The performance of each monitoring system critically depends on the sensor layout and typical optimization criteria are based on the accessibility to the structure on site, experience with similar structures, and an optimal signal-to-noise ratio. More advanced criteria aim to optimize the feature extraction process, and this paper aims to develop a sensor placement strategy for optimal damage diagnosis. The approach is based on Bayesian updating and the optimization goal is to find a sensor layout that is the most sensitive to small changes in the examined system parameters. It is shown that such layouts manifest themselves through a minimum variance in the posterior distribution. Using Kalman filters, the posterior variance can be “predicted” based on the measurement error and numerical models, so no data from and no simulations in the damaged state are required. By employing a polynomial chaos expansion (PCE)-based Kalman filter, the method becomes applicable for structures with many measurement channels, multiple examined system parameters, and for a large number of sensor combinations. Gaussian distributions are assumed for both system inputs and outputs. For proof of concept, the sensor placement is optimized on a numerical cantilever beam, demonstrating that the method can efficiently find the optimal sensor layout. Moreover, arbitrary measurement quantities (inclinations, vibrations, etc.) or damage-sensitive features (statistical values, modal parameters, etc.) can be used as observations, and multiple system parameters can be considered at the same time. Among other factors, an optimal sensor layout leads to large measurement responses, a small measurement error, and more advanced statistical quantities that will be elaborated on in detail.

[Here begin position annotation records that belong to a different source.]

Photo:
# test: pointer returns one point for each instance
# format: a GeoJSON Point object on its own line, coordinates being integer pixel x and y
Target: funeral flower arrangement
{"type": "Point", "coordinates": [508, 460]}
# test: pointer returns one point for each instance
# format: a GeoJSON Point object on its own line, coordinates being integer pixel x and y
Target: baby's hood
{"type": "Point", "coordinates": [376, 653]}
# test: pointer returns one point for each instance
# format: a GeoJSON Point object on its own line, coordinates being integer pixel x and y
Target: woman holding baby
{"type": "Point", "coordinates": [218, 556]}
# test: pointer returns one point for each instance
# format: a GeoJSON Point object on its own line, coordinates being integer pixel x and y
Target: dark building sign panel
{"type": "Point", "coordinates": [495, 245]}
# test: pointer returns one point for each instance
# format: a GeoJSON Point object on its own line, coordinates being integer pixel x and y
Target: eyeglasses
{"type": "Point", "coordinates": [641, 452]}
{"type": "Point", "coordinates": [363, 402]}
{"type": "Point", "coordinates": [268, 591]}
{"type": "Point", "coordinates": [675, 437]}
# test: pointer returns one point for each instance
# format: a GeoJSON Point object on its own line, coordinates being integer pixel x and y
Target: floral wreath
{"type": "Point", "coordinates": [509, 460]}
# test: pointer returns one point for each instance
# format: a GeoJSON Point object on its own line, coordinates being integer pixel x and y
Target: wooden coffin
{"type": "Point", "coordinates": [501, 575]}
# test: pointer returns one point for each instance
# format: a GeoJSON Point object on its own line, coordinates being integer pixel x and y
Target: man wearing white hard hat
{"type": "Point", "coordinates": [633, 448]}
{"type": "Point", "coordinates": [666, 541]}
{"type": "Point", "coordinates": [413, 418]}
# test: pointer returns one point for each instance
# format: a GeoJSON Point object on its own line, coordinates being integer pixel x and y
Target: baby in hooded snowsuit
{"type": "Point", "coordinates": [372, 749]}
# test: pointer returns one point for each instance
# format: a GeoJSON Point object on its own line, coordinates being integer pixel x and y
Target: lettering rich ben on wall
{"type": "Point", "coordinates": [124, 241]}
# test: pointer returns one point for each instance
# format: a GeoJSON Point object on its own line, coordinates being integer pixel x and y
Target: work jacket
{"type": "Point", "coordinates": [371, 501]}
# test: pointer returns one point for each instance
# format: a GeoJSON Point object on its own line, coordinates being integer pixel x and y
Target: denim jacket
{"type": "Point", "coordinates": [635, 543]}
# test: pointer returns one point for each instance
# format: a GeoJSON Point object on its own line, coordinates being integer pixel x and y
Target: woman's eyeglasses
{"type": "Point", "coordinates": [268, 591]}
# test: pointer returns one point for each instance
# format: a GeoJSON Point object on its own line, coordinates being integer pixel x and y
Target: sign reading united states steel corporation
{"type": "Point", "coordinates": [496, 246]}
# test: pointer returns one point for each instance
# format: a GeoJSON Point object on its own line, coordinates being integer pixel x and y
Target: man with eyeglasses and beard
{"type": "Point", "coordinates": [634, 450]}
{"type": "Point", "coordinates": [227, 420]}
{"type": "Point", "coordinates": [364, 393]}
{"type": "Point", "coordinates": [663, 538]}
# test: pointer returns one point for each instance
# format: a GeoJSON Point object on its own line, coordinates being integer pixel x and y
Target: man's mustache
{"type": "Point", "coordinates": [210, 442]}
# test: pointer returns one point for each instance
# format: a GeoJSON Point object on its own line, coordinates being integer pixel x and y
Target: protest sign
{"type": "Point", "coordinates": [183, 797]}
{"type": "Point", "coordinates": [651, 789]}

Predictive Probability of Localization Curves (P-POL) for Structures with Changing Environmental Conditions

One of the fundamental challenges in structural health monitoring (SHM) is the lack of data from the damaged state, which is required to verify the automated damage detection algorithms. In this paper, a recently developed approach is presented that allows one to assess the detectability of damages before they occur. The approach is based on so-called probability of detection curves that can be evaluated based on data and a model from the undamaged structure, in a “predictive” way. The method is based on four fundamental assumptions: the damage-sensitive features can be approximated through a normal distribution, the variance in the measurement remains constant for different damage scenarios, an analytical model of the examined structure is available for the sensitivity computation, and the relationship between measurements and structural changes can be linearized for small structural changes. In previous publications, this approach has already been applied to natural frequency and mode shape monitoring as well as ultrasonic testing. In this paper, it is applied to strain and inclination measurements from numerical case studies for the first time, demonstrating the universality of the method. Moreover, it is analyzed how changes in the environmental and operational variables (EOVs) affect the predicted POD. The results demonstrate that the predicted POD are valid even in the presence of environmental changes, but they depend on the user-defined hyperparameters of the algorithms that remove the environmental effects from the measurements. Therefore, the hyperparameter selection is critically discussed and an optimal monitoring strategy is outlined.